A lot of people I know are revising their understanding of the gospel. I worry about those who aren't.
Much of we what we learn about Christ comes from the communities in which we worship and the traditions of interpretation and emphasis behind those communities. Though we say we learn truth from the Bible alone, our actual doctrines usually come from other human beings. And this way of learning is not necessarily wrong.
But in time, believers find their assumptions about the gospel challenged. I know many former charismatics who question the mysticism they grew up with, former Baptists who bristle at the legalism of their parents, and former megachurch attenders who have grown weary of the showmanship they used to admire. Such believers find their assumptions threatened by spiritual failures, family struggles, and church conflicts. They either revise their understanding of the gospel or they give up on Christianity.
These crises are often healthy. No community of believers has everything solved, and learning your community's shortcomings can help you grow in Christ. We need to be disillusioned now and then.
But there's potential for a wild goose chase. The crises inevitably raise the question, "What caused my faith to go wrong?"
Believers can search endlessly. The Baptist thumbs through his Bible to rediscover grace-but ends up arguing in his head with the authority figures from his youth. The megachurch refugee knocks on doors until she finds a human-proportioned body of believers. But that body proves not be as caring as she had hoped.

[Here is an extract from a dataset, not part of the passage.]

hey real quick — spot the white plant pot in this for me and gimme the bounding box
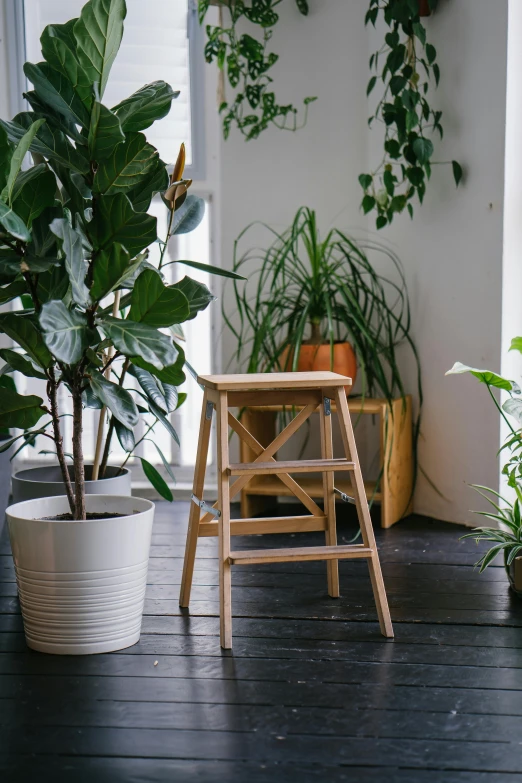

This search for The Problem With Christians Today can be exciting, but yields little. No reform ever quite solves The Problem, and the search often reduces to criticizing the people you hung around during your different phases.

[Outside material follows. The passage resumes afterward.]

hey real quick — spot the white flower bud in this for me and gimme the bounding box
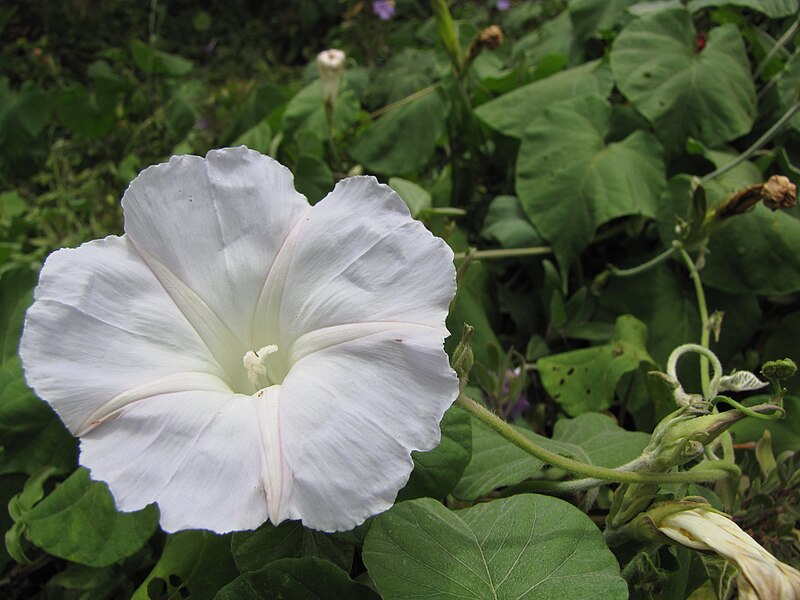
[659,508,800,599]
[316,49,345,107]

Brian McLaren records his own journey through various communities of faith in a chapter of A Generous Orthodoxy called, "The Seven Jesuses I Have Known" (pp 43-89). He gives us a tour of how Jesus is portrayed by different traditions-which parts of Jesus' ministry they emphasize, which teachings they embrace, which they overlook. His discoveries seem to avoid the wild goose chase of hunting for The Problem.

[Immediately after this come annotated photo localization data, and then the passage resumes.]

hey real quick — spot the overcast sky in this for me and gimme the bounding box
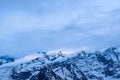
[0,0,120,57]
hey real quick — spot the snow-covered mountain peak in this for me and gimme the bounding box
[0,47,120,80]
[46,49,79,55]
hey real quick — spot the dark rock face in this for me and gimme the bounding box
[0,56,14,65]
[30,66,63,80]
[30,63,88,80]
[10,47,120,80]
[11,71,32,80]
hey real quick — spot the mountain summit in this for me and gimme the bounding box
[0,47,120,80]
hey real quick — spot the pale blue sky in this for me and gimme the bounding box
[0,0,120,57]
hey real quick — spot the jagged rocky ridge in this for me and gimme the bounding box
[0,47,120,80]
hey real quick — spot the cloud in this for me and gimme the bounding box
[0,11,78,35]
[1,0,120,34]
[0,0,120,57]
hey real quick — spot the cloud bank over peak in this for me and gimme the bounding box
[0,0,120,57]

"The Conservative Protestant Jesus" came to die, says McLaren, to save people from hell. But that's pretty much it. "The Pentecostal/Charismatic Jesus" is "up close, present, and dramatically involved in daily life," but tends to make people proud of their advancement in spiritual experience. "The Roman Catholic Jesus" rises from the dead, and so defeats everything associated with death.
McLaren says that by his mid-20s, he had incorporated all three of these views into his understanding of Jesus. He believed that "each was a new facet, a new dimension, of the Jesus I had met as a child." He proceeds through the visions of the eastern orthodox, the liberal protestants, the anabaptists, and the revolutionaries. He talks persuasively about these communities because he's interacted with each of them directly.
The trouble is that McLaren seems to have come away from his journey with mere snapshots. His criticisms of the Jesus of this or that tradition are mostly oversimplifications (the evangelical Jesus only dies). Even when he praises a tradition, his comments are too often trite and sentimentalized. For instance: "If the Evangelical Jesus saves by dying, the Pentecostal Jesus by sending his Spirit, and the Catholic Jesus by rising from death, the Eastern Orthodox Jesus saves simply by being born, by showing up, by coming among us."
That's like a Hallmark card from Emperor Constantine. Whatever credibility McLaren gains by his generosity, he loses more by his dilettantism.
Our communities can teach good lessons too well. We cannot stop learning, or else the truths we've already learned will make us lame. Other traditions within Christianity serve to remind us that the Bible has unfamiliar passages just as worthy of our devotion as the familiar ones.
I fear McLaren doesn't make this kind of point at all. If orthodoxy is ultimately unknowable and all traditions merely approximate what lies unreachable in God's mind, then his tour of traditions is a revelation of truth in itself.
Which leaves us at the mercy of Brian McLaren's sentiments.